Stanley took out his Colt, raised it to fire a shot into the ceiling, and then lowered it. He did not want the police to come to break up the fray. Stanley nodded at Buddy who blew another series of loud blasts on his cornet that imitated the sound of a fire engine. That stopped the fighting, and everyone looked toward the stage, where Stanley stood, waving his Colt.
“Clear on out,” he shouted. “Y’all clear on out. We don’t want no cops in here.” I could see Leon Blum conferring with the workers, who then escorted him through the door, forming a bodyguard around him. The Corsicans followed, brushing the dirt off their suits. One of the three remaining Oriflamme had been knocked out by a blow from a baseball bat and had to be dragged out by his colleagues.
Stanley went over to his group, slapped backs, and handed out wads of franc notes to the enforcers of his nightclub owner friends, and they went off into the night to party on elsewhere.
The last patrons left in the club were the celebrities who had watched everything with enjoyment. They were toasting Stanley with champagne as Hambone squirmed on all fours on the stage in the vise-like grip of Lonny Jones.
Stanley went over to the celebrities, all smiles, whipped out some photographs of himself from an inside pocket of his all-white tuxedo, and autographed the photos for them. He promised Picasso that he would pose for him, and then they all left the club, the great Mistinguett giving me the “bise” on both cheeks, Jean Cocteau and Picasso shaking my hand. Picasso’s dark eyes burned into mine, and I wondered if I would end up in one of his strange-looking paintings.
For the celebrities, it had been an exciting spectacle, a settling of accounts in the Harlem-in-Montmartre underworld with a dash of jazz and high politics thrown in. I was sure that they would return to the nightclub with more of their coterie after word spread about the Mardi Gras brawl in La Belle Princesse.
We had done big publicity for La Belle Princesse, but Hambone was in a tight spot right now, pinned to the stage with Lonny’s blade against h
is neck. Jean was the last to leave. I had searched the club for stragglers and flushed her out of her hiding place near the toilets. She always, she had said, wanted to be in at the kill. But this time, there might be a real one.
“Time to go, Jean,” I said. She smiled at me and gave me a peck on the cheek. She was as sober as I’d ever seen her.
“You were nothing short of genius out there tonight, Urby,” she said. “Promise me you’ll tell me no later than Monday what befalls our dear Hambone. Looks like he’s in a tight spot.”
My promise given, I walked Jean to the door, and she stepped out into the night as Stanley’s chauffeur glided up. She got in, waved goodbye, and headed off to the Left Bank.
Buddy Baudoin picked up his illegal wages and cut out, leaving four people in the club: Stanley, me, Lonny Jones, and Hambone Gaylord.
After everyone had gone, I locked the main door. I went behind the bar, took down a bottle of calvados, and filled a tumbler with it. Stanley nodded to me, and I got down the rye and poured him a glass of it straight, no chaser.

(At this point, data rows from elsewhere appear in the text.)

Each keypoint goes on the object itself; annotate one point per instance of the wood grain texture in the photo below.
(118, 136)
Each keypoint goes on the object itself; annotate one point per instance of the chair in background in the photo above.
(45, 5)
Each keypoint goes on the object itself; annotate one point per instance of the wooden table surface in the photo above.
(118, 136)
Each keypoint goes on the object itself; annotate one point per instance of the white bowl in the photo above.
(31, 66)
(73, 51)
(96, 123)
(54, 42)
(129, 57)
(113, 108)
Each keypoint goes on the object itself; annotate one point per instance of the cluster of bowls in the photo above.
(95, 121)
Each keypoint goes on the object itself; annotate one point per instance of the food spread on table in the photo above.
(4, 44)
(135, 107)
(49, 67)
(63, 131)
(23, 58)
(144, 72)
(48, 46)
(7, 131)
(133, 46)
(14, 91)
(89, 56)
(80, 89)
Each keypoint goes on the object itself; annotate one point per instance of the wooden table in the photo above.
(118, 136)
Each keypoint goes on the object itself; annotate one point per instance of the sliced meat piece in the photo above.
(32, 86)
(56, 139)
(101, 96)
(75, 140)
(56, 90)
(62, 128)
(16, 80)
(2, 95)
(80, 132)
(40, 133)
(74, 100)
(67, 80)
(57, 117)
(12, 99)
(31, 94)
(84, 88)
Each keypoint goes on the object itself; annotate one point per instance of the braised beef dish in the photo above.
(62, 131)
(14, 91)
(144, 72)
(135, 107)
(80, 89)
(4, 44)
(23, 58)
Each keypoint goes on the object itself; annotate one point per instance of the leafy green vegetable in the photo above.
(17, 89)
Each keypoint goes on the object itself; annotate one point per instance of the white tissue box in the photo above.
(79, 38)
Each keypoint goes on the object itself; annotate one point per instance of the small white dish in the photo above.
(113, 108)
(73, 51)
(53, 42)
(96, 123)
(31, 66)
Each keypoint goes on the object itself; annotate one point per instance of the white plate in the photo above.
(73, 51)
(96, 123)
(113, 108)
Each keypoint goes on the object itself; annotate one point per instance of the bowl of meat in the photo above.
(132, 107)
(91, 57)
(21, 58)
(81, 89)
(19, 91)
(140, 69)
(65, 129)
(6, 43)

Lonny was still holding the gigantic Hambone down with one arm as if he had wrestled a steer to the ground. At a nod from Stanley, Lonny pressed his straight-edge razor across Hambone’s throat and drew blood. Hambone’s eyes moved wildly in his head as he visualized blood spouting out of his neck.
Stanley motioned for Lonny to put his razor away, and Lonny pulled up a chair for Hambone. Lonny stood behind him with his razor at the ready in case Hambone tried to do a runner.
“How much money you collect tonight, Bone?” Stanley asked.